Triton Digital employs techniques based on identifiers, activity, and patterns per the data in the log files, in an attempt to identify and filter (exclude) invalid activity. Invalid activity includes, but is not limited to, known and suspected non-human activity and suspected invalid human activity. However, user identification and intent cannot always be detected or discerned by the network, advertiser, or their respective agents, and it is unlikely that all invalid activity can be identified and excluded from report results. Details on our techniques are described below.
One Minute Rule
Due to the nature of podcasting activity, and the general behavior of robotic/spider related traffic, Triton Digital uses a process whereby downloaded content with a duration of less than one minute is considered invalid and is removed from all collected data, unless the episode/file length is also under a minute, in which case the full file shall be downloaded. This rule reduces noise from extremely short sessions, robotic activities, and initial connectivity issues.

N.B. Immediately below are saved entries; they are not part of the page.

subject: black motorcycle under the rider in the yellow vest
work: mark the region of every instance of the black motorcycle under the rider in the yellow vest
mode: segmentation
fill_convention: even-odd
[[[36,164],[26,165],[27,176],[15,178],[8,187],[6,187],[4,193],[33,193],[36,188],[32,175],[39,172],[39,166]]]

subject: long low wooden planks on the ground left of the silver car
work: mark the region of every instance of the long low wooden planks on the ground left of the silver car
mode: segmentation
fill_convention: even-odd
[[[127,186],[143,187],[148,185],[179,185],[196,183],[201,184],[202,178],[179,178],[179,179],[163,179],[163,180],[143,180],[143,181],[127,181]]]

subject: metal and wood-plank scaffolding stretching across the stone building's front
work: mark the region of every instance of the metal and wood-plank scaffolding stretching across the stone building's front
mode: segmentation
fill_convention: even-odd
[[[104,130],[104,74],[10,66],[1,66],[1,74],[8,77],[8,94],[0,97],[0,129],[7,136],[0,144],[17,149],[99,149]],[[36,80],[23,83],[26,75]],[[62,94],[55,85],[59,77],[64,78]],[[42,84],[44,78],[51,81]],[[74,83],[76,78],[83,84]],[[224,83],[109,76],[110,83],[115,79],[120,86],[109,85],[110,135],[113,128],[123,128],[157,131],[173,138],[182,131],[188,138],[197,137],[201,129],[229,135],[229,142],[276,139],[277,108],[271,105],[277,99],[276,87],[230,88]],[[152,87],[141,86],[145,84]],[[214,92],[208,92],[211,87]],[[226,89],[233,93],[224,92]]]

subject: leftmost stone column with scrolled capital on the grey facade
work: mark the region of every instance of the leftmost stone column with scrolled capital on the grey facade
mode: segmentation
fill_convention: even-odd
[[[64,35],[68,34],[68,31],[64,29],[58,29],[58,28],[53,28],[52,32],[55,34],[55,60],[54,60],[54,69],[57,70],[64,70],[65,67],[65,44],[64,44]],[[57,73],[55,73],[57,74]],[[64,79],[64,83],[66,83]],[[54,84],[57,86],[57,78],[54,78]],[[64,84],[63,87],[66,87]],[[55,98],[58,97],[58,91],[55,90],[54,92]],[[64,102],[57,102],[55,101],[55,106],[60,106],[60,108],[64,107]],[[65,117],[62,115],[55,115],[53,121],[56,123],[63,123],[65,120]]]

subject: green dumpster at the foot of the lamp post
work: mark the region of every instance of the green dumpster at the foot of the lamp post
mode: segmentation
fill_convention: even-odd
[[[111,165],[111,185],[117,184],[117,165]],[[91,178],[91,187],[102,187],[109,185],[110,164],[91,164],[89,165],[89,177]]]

If the required information to measure the downloaded content length is not available, we apply adjustment factors to remove equivalent short sessions. This process has been audited by the IAB Tech lab.
Specific Identification of Non-Human Activity
Triton Digital uses the IAB/ABCe International Spiders and Bots Blacklist1 in order to exclude site-traffic associated with robotic activity from the collected data. For example, this filtering process allows us to exclude HTTP requests from search engine spiders including Google, Bing, Yahoo, and more. This list is maintained by the Interactive Advertising Bureau (IAB) and updated monthly.
Additional lists are utilized and updated by Triton Digital to exclude invalid or include known-valid user agents, if those agents are not reflected within the IAB/ABCe Internal Spiders & Robots List.
Triton Digital also follows the IAB’s filtering guidance regarding Apple’s watchOS downloads, as the majority of watchOS downloads are automated duplicates of iPhone downloads and are not user-initiated. Specifically, we filter out:
- User Agents that begin with atc/ and include watchOS (for example: atc/1.0 watchOS)
- User Agents that contain (null)/(null) watchOS*
Data Center Exclusion
Triton Digital uses the TAG Data Center IP address list in order to exclude industry-identified non-human data center traffic. This list is maintained by the Trustworthy Accountability Group (TAG) and updated monthly.
Bad or Unidentified Requests
Triton Digital only accepts valid file transfer requests such as GET with 200 and 206 error codes, with a valid byte range. Requests to files that can’t be identified as part of a podcast/program will not be credited to any episode, podcast or program.
Duplication of Data
All duplicated data is removed from the dataset used to produce the final metrics.
Other Activity-Based Filtration
Triton may flag traffic as invalid based on abnormal or suspicious traffic patterns as determined by activity-based filtration rules. In cases where suspicious traffic has been removed, Triton may adjust the reporting period and corresponding weekly averages.